Where I Stand — Mike O’Callaghan: Debt still owed WWII POWs
Friday, Oct. 19, 2001 | 4:20 a.m.
Last week, right in the middle of another Middle East mess, the legal hounds from the departments of State and Justice took on the Americans held hostage for 444 days by Iran. Believe it or not, our government attempted to silence their testimony during a court hearing determining how much money they should be awarded for their losses and suffering. Federal Judge Emmet Sullivan didn't buy the arguments of the government and allowed the first American victims of terrorism to talk.
There are more than enough good reasons to believe Justice and State were taking this action to please the government of Iran. Why should we silence Americans who were abused and tortured by Iranians? Because we want Iran to join us in our war in Afghanistan isn't a good enough reason to satisfy most Americans.
Which reminds me, languishing someplace in an unfinished appropriations bill in Congress is an amendment, which would help former prisoners of war held by Japan to seek reparations from the companies that used them as slave laborers. This amendment is necessary because Justice and State lawyers have already blocked them in the courts. Secretary of State Colin Powell, now a diplomat and not a soldier, said that the former prisoners' grievances had been dealt with 50 years ago. Truthfully, they were sold down the river like slaves of the past by diplomats who wanted to make Japan whole, and then we could all forget about World War II.

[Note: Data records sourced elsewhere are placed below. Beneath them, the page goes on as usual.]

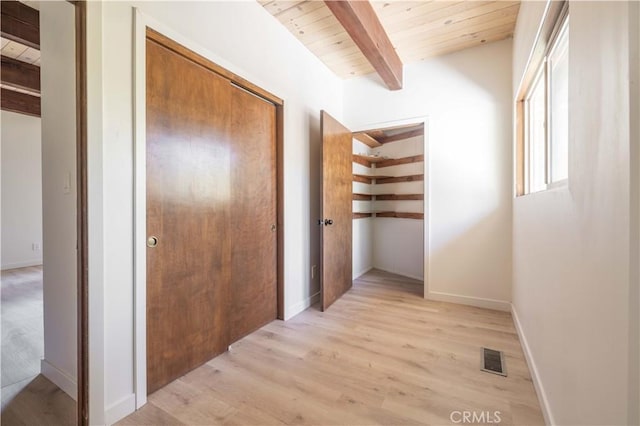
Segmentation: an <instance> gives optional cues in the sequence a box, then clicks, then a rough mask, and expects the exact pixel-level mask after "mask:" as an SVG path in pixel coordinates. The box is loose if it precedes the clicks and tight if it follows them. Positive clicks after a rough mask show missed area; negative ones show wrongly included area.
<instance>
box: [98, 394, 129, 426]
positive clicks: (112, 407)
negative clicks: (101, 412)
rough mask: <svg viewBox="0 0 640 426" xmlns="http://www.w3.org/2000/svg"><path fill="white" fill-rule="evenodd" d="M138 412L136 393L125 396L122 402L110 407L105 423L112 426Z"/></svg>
mask: <svg viewBox="0 0 640 426" xmlns="http://www.w3.org/2000/svg"><path fill="white" fill-rule="evenodd" d="M134 411H136V395H135V394H134V393H132V394H130V395H127V396H125V397H124V398H122V399H121V400H120V401H118V402H116V403H114V404H111V405H110V406H108V407H107V408H106V410H105V413H104V422H105V423H106V424H107V425H112V424H114V423H115V422H117V421H118V420H122V419H124V418H125V417H127V416H128V415H129V414H131V413H133V412H134Z"/></svg>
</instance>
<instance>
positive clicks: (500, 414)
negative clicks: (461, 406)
mask: <svg viewBox="0 0 640 426" xmlns="http://www.w3.org/2000/svg"><path fill="white" fill-rule="evenodd" d="M501 414H502V413H500V411H452V412H451V414H449V420H451V422H452V423H456V424H460V423H466V424H473V423H484V424H487V423H489V424H491V423H493V424H498V423H500V422H502V419H501V418H500V415H501Z"/></svg>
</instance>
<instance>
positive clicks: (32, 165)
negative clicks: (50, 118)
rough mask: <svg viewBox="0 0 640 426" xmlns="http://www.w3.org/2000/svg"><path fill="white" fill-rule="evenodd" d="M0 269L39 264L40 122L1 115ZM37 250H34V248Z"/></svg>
mask: <svg viewBox="0 0 640 426" xmlns="http://www.w3.org/2000/svg"><path fill="white" fill-rule="evenodd" d="M1 123H2V126H1V127H2V136H1V138H0V140H1V143H2V166H1V170H2V179H1V181H2V269H11V268H20V267H23V266H33V265H40V264H42V166H41V149H40V140H41V136H40V135H41V132H40V118H39V117H31V116H28V115H24V114H16V113H14V112H8V111H2V115H1ZM34 243H35V244H38V247H39V249H35V250H34V249H33V244H34Z"/></svg>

Our government doesn't want to admit that it did a sloppy job distributing $90 million it seized in Japanese assets following the attacks on Pearl Harbor. Of that amount only $20 million was used to settle the claims of POWs and civilian internees. The former soldiers can't believe that for each day of imprisonment they only received $1 for rations when released from captivity. I'll never forget the horrifying stories of POW Maurice Mazer, who was a slave in the copper mines of Mitsubishi. Does Mitsubishi sound familiar? There are several other familiar names that can be added to the list of using Americans as slave laborers during World War II.
Several experts on international law and the Geneva Convention, including Dr. John P. Humphrey, former director of Human Rights Division of the U.N. (1948-68) and Dr. Gustave Gingras, in 1992 sided with the POWs. They said that governments cannot forfeit the rights of its citizens where violations of human rights are involved. It's obvious that our own government doesn't believe in their argument for justice and decency.

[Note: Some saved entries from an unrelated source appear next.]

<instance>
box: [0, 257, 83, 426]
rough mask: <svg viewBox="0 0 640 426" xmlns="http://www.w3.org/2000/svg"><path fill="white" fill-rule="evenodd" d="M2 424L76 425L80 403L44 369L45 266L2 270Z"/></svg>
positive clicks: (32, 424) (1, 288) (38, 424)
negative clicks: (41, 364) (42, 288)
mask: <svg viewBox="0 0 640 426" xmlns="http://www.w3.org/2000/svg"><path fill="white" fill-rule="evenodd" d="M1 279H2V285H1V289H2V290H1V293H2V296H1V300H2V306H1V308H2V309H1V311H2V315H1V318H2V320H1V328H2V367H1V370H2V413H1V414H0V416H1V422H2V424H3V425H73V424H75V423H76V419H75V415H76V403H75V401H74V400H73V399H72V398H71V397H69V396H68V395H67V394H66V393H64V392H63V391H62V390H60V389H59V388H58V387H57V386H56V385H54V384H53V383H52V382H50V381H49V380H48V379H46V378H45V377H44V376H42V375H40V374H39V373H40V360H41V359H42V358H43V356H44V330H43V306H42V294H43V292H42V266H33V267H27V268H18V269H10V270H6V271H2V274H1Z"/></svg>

These cases remind me of the brutal physical and mental treatment WWI veterans received when they marched on Washington, D.C., for the bonus they were promised. It was several years after that war and they were no longer needed to protect the country. This national disgrace happened during one of those periods of peace the world experiences between wars.

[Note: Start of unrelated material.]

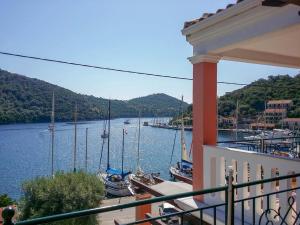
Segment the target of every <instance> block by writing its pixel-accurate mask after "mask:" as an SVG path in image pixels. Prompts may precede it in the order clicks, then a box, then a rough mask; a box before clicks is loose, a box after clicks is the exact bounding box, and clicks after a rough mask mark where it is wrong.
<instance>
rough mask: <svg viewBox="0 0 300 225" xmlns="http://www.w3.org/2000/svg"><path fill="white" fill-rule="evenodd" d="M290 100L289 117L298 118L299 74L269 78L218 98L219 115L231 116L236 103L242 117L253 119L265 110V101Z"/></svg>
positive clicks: (275, 76) (239, 89)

Today there is hope that the American POWs used by Japan as slaves will get some help from Congress. Don't be too sure justice will be done because every angle will be used to kill the amendment. It's an old game in Congress to vote for an amendment to a bill knowing it will be ripped out in a conference committee. "Oh, I supported the amendment but it was taken out in a conference committee of the House and Senate," they tell voters. With only a few thousand victims left alive, killing the amendment will result in no political pain. What every American should hope is that decency replaces diplomacy and politics when our representatives in Washington vote.
Personally, I don't want to hear it has been killed by a faceless conference committee. We should expect Sens. Reid and Ensign and Reps. Berkley and Gibbons to make their voices heard loud and clear. Decency should rule the day as we call upon more young men and women to face our enemies.